Five years after the trip to Ukraine, and following the death of his beloved grandfather, Mike Bennek sets down an account of the trip he took with his brothers, two other family members, and some friends. There’s all the usual sightseeing, but also, through contact with both the local peasants and the aristocracy, the travelers discover the country’s paradoxes and deep national pride and identity.
Assisting Mike in the search for his grandfather’s roots is the lovely aristocrat, Natasha, who has a genius for providing anything that’s needed, from a family tree to a stolen kiss in her office at the local inn. Natasha’s research into the Bennek family tree produces not just surprises about Mike’s grandfather’s heritage, but also an incredible link between Natasha’s ancestors and his own. What began with a mild flirtation and a history question is destined to bring the two together in the future in a very surprising way.
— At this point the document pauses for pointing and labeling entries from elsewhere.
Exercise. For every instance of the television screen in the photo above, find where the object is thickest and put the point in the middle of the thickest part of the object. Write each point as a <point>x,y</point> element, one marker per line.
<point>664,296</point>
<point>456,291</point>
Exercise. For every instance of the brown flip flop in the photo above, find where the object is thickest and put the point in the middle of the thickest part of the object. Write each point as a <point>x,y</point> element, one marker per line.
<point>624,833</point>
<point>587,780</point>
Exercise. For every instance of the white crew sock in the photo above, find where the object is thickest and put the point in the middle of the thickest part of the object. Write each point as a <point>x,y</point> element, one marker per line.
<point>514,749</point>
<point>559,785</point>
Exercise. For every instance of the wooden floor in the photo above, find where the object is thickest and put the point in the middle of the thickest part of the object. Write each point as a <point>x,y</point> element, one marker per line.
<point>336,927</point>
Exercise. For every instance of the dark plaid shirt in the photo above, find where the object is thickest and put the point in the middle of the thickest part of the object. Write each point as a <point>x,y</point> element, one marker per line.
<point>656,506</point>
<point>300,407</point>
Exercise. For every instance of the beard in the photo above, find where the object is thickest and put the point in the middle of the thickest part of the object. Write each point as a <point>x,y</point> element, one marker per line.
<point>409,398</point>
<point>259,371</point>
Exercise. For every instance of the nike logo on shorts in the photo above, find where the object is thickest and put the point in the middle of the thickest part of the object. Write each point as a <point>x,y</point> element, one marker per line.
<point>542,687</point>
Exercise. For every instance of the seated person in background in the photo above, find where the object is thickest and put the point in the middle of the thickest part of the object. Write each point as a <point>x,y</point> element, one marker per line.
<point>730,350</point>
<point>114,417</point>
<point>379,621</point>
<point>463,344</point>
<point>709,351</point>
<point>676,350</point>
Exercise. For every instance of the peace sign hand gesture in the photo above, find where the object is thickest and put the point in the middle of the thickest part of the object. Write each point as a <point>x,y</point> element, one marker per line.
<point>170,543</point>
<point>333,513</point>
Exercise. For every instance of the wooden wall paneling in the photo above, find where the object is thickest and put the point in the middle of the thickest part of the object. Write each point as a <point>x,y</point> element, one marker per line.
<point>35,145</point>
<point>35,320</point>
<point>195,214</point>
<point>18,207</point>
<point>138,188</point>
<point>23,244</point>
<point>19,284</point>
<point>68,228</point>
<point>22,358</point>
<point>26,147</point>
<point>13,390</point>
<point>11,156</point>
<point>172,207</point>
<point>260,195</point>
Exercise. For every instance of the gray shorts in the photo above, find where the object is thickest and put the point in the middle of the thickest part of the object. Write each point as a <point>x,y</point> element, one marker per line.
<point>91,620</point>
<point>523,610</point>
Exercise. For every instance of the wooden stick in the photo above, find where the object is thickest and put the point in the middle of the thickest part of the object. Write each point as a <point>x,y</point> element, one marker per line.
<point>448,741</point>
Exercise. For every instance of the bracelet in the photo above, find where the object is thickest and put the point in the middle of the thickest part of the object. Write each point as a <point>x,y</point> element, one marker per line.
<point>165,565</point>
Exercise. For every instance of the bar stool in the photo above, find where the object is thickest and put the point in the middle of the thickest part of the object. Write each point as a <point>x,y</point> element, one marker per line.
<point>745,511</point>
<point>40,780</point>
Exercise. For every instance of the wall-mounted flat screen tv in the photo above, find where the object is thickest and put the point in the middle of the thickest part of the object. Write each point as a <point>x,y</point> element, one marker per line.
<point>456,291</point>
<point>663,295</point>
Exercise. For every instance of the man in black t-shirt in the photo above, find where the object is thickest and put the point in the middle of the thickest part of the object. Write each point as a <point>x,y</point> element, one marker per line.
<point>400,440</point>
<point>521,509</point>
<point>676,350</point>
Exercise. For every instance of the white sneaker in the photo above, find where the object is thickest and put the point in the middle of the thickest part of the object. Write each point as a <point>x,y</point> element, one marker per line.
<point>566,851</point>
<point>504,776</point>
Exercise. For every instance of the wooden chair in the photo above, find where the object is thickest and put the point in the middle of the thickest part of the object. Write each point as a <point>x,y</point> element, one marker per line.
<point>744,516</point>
Readers, however, will have to appreciate the poignancy of the story and its remarkable conclusion from within themselves, because this is relatively passionless recitation of an extraordinary tale. The writing is straightforward, with a lack of depth that would add to readers’ understanding of important issues. Similarly, the characters could use much more fleshing out. But make no mistake, there’s heart evident in the work, and a good story emerges for those able to look past the stylistic flaws.